There's also a 5 dimensional one and links to all kinds of crazy.

Interestingly, solving higher dimensional cubes isn't more difficult from an
algorithm view. Understanding what you're looking at might be a different
story!

There used to be a solution online called the "Ultimate solution", the web
page I got it from is now sadly defunct. It showed you how to solve the cube
with only two moves. The first was a simple commutator, of form FRF'R' and
showed how you can use just this one move to get all the edges in place.

If you then place two of these moves together with a similar structure, you
get a move that cycles corners. This is of the form (X)U(X')U', where X is an
edge commutator like FRF' (example (FRF')D(F'R'F)D'). This one move properly
applied will move 3 corners without disrupting edges.

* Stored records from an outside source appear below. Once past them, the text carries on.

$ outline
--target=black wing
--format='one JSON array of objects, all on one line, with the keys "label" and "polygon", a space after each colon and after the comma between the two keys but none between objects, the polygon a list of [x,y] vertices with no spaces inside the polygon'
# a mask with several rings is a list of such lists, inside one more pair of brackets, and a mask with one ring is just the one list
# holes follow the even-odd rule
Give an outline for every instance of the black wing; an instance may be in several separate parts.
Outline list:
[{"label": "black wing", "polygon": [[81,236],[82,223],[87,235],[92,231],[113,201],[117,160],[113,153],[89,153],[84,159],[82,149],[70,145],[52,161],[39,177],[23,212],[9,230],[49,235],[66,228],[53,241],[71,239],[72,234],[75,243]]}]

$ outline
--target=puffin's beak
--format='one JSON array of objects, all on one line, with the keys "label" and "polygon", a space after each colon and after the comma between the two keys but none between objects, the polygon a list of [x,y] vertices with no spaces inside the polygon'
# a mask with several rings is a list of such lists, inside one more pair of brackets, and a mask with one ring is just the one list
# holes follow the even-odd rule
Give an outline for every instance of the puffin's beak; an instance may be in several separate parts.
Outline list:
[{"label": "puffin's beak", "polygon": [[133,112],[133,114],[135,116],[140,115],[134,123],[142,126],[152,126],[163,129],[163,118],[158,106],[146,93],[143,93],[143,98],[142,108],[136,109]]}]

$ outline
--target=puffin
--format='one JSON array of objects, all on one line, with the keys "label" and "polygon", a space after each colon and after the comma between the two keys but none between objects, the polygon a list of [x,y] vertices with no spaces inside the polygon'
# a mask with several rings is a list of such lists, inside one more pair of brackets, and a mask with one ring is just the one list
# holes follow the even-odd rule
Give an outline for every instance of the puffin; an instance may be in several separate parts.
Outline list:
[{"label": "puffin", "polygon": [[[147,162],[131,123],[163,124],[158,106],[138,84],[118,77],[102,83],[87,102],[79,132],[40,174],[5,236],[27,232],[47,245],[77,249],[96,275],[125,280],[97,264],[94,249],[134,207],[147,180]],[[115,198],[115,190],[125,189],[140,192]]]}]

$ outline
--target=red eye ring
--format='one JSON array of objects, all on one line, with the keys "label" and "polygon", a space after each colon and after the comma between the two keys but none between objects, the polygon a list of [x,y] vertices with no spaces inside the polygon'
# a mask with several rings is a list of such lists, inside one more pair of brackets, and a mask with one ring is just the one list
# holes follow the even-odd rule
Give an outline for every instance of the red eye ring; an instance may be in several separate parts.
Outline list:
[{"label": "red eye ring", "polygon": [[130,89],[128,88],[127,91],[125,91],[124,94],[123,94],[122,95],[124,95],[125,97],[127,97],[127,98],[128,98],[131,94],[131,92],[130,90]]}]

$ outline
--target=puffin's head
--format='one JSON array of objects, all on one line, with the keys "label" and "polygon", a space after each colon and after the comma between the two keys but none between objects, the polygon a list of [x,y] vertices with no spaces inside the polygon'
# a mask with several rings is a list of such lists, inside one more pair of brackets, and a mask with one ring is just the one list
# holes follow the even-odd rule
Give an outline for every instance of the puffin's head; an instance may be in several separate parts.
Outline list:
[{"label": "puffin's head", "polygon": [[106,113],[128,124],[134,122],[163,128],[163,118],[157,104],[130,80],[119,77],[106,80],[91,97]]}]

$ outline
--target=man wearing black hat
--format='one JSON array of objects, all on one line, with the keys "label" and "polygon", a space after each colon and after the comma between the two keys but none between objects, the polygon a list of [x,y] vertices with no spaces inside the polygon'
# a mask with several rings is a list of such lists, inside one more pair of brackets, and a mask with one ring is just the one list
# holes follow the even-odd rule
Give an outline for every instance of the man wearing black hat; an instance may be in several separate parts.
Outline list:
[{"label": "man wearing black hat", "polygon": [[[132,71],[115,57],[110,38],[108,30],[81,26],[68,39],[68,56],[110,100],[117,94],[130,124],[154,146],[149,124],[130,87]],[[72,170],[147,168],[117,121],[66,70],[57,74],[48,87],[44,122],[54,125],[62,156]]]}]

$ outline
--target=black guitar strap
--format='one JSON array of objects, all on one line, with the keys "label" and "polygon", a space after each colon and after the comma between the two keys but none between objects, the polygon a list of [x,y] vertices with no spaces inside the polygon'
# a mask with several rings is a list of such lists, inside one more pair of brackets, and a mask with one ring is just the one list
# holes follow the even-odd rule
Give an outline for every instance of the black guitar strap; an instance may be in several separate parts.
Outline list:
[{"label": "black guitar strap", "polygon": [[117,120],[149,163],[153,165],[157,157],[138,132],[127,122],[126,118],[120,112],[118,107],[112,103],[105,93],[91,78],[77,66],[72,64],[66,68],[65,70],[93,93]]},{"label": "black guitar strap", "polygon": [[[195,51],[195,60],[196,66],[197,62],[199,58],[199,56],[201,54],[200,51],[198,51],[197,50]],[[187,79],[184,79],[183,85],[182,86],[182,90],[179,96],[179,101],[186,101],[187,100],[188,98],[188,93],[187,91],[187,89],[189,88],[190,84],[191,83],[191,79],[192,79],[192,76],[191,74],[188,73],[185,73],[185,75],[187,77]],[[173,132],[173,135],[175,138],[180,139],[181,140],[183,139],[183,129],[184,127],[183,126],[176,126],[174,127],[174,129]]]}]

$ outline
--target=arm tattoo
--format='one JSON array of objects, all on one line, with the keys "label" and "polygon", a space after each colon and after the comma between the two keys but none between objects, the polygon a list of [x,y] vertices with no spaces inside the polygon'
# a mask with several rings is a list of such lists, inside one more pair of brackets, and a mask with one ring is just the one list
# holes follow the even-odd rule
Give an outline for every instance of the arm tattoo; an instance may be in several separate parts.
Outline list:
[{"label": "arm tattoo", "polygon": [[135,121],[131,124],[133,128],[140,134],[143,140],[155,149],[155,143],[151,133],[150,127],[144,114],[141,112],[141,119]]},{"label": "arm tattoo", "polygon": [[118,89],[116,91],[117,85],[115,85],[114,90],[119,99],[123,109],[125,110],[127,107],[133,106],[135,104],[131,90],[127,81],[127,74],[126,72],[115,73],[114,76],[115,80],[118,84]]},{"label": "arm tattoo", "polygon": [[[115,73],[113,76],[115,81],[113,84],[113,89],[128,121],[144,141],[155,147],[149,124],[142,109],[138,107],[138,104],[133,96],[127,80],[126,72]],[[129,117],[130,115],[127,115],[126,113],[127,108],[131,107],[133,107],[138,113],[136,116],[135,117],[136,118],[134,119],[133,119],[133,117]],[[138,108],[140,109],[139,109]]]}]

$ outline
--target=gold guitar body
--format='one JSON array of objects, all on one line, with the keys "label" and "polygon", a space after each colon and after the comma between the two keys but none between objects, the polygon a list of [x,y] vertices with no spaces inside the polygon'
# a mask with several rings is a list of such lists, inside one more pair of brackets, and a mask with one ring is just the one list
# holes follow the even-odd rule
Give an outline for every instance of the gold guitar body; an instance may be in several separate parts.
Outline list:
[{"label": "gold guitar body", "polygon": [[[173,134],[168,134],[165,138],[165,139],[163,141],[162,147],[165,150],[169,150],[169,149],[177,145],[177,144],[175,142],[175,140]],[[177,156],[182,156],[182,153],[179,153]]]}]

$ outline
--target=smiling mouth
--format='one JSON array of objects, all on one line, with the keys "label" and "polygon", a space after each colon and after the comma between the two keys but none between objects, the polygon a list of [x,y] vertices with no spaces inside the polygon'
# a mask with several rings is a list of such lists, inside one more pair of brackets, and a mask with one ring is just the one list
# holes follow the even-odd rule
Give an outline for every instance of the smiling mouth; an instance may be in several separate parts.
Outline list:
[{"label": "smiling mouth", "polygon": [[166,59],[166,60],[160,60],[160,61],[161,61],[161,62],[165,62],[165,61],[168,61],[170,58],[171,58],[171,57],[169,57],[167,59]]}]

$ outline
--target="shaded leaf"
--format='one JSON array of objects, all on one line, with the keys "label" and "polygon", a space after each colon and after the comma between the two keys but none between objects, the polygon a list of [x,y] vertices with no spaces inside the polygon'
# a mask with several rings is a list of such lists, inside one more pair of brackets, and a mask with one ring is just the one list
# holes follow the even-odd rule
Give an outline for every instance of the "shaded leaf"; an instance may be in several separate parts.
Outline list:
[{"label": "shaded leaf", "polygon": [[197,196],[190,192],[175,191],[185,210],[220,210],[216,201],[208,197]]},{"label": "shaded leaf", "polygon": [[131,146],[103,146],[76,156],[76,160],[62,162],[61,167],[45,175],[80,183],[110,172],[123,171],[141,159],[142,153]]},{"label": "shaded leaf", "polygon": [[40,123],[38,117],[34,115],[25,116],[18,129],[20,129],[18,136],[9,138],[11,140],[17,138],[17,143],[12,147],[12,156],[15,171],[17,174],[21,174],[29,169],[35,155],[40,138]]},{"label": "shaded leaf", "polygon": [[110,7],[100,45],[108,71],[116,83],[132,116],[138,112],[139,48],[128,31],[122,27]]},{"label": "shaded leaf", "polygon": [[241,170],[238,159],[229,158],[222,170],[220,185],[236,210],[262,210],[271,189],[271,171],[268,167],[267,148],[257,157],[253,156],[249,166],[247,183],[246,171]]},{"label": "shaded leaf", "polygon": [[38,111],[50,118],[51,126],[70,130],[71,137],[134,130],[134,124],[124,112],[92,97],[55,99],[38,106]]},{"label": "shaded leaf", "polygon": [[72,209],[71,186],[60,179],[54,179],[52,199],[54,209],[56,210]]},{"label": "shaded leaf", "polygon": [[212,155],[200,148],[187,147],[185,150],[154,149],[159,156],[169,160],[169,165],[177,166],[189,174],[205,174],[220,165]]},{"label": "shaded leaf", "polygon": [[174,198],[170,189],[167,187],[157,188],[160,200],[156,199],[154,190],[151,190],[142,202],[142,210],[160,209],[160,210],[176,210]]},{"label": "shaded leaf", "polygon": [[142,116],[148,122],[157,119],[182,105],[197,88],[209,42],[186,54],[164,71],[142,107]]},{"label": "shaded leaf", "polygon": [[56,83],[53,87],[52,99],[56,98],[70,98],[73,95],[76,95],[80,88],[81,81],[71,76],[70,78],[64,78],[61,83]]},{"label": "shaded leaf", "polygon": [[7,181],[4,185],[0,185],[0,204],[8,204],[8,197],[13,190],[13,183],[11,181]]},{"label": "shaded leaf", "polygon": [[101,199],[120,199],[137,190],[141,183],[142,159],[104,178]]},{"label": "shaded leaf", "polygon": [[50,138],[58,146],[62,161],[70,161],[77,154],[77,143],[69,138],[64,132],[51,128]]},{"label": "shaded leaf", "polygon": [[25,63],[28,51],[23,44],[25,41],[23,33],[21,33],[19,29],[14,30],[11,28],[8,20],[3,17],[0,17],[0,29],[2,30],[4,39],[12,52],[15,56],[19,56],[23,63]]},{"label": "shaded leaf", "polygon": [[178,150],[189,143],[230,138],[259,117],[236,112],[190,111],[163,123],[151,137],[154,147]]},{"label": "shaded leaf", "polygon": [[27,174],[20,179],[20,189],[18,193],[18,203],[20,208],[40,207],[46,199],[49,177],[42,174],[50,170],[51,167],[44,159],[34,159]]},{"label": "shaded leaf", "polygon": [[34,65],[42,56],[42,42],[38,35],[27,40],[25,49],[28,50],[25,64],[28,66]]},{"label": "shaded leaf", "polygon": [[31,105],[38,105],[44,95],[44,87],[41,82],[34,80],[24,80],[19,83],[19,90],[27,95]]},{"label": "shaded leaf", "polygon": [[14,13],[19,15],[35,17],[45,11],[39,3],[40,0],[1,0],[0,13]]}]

So, the trick to the fourth dimension is to learn a move on the order
(C)W(C')W', where C is the inner part (no final move) of the corner commuter
above. And so it goes, each dimension only requiring one more move in the same
fashion.

Of course, figuring out exactly how to make that move with the interface is
the hard part. And the fun.

------
b0z0
I was looking forward to a mathematical proof of how symmetrical cases can be
solved, but I was surprised to find that they basically brute-forced it with a
computer. I'd learned about how much controversy that approach generated with
the Four Color Theorem, but I'm impressed with how much proofs have moved
forward since then.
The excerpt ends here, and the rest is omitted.